La maison de crémant Louis Picamelot (Rully) transmise à Louis Jadot (Beaune)

Référence du crémant de Bourgogne implantée à Rully (Saône-et-Loire) depuis 1926, la maison Louis Picamelot change de propriétaire. Anticipant sa retraite, son emblématique dirigeant Philippe Chautard a choisi Louis Jadot. La maison de négoce beaunoise signe ainsi une entrée remarquée dans l’univers des grands vins effervescents bourguignons.

Philippe Chautard, petit-fils du fondateur Louis Picamelot, passe la main à la maison Louis Jadot. ©Alexis Cappellaro

Dirigée depuis plus de quarante ans par Philippe Chautard, petit-fils du fondateur Louis Picamelot, la maison rullyotine était confrontée à l’absence de succession familiale.

Arrivé dans l’entreprise en 1981, le dirigeant en avait pris la direction avec son frère Alain en 1987, avant d’en devenir l’unique gérant en 2003. Il s’est attaché à développer une signature distinguée en tout point de vue, fondée sur la notion de « crémants de terroirs », pionnière dans l’approche parcellaire des effervescents de Bourgogne.
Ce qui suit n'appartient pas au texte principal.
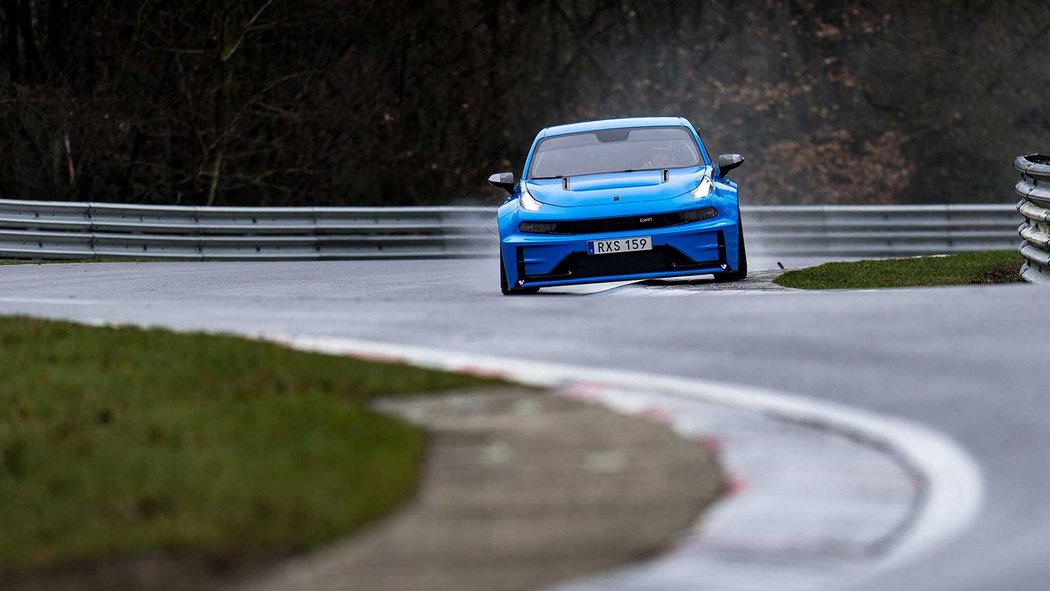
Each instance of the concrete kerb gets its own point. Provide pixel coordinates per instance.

La maison Louis Picamelot exploite aujourd’hui 19 hectares de vignes, dont près de la moitié en propriété, avec des parcelles emblématiques à Rully comme le Clos du Chaigne, à Saint-Aubin (En Chazot) et dans le Dijonnais, avec la renaissance de terroirs historiques comme En Éspoutières et le Clos Eudes III à Talant. Elle produit une dizaine de cuvées pour un volume annuel d’environ 300 000 bouteilles, distribuées sur les plus belles tables de Bourgogne et dans plus de vingt pays.

Dans les années 2000, Philippe Chautard avait marqué les esprits avec la création d’une cuverie spectaculaire de 4 000 m² creusée dans une ancienne carrière de pierre, affirmant une vision entrepreneuriale ambitieuse et une maîtrise très poussée de sa viticulture.
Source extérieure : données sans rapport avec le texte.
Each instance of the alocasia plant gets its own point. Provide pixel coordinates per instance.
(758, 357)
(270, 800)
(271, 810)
Confronté à une nécessaire transmission, le vigneron de 61 ans a pris le temps d’identifier un repreneur solide et respectueux de cette aventure de la bulle, construite avec patience et humilité. Selon nos informations, plusieurs maisons de vin sont venues au renseignement. Le choix s’est finalement porté vers un opérateur emblématique de la Bourgogne, aux mondes larges et à l’enracinement local.

En Espoutières, l’une des cuvées parcellaires choyées par la maison Louis Picamelot, située sur le vignoble renaissant de Talant. ©Jean-Luc Petit

Signe du dynamisme de l’AOC Crémant de Bourgogne

Pour Louis Jadot, acteur majeur de la Bourgogne avec plus de 220 hectares de vignes dont 115 en Côte-d’Or, cette acquisition constitue une diversification stratégique de premier plan. La maison, historiquement positionnée sur les vins tranquilles, n’avait jusqu’alors pas de production effervescente.

« Nous entendons assurer la pérennité et le rayonnement durable de la maison Louis Picamelot, dans un esprit de transmission respectant ses valeurs et ses équipes. Celle-ci reste ancrée à Rully et conservera son identité et son positionnement », souligne dans un communiqué Thomas Seiter, président de la maison Louis Jadot.

La marque Louis Picamelot conservera ainsi son autonomie et son ancrage territorial, tout en bénéficiant de la force de frappe commerciale et du réseau international du groupe Jadot, soutenu par son partenaire américain Kobrand Wine & Spirits.

Cette reprise confirme le dynamisme du crémant de Bourgogne, AOC tout juste cinquantenaire, aujourd’hui l’une des plus en vue, et marque un tournant symbolique avec l’entrée d’un grand nom du négoce bourguignon dans ce segment en pleine expansion.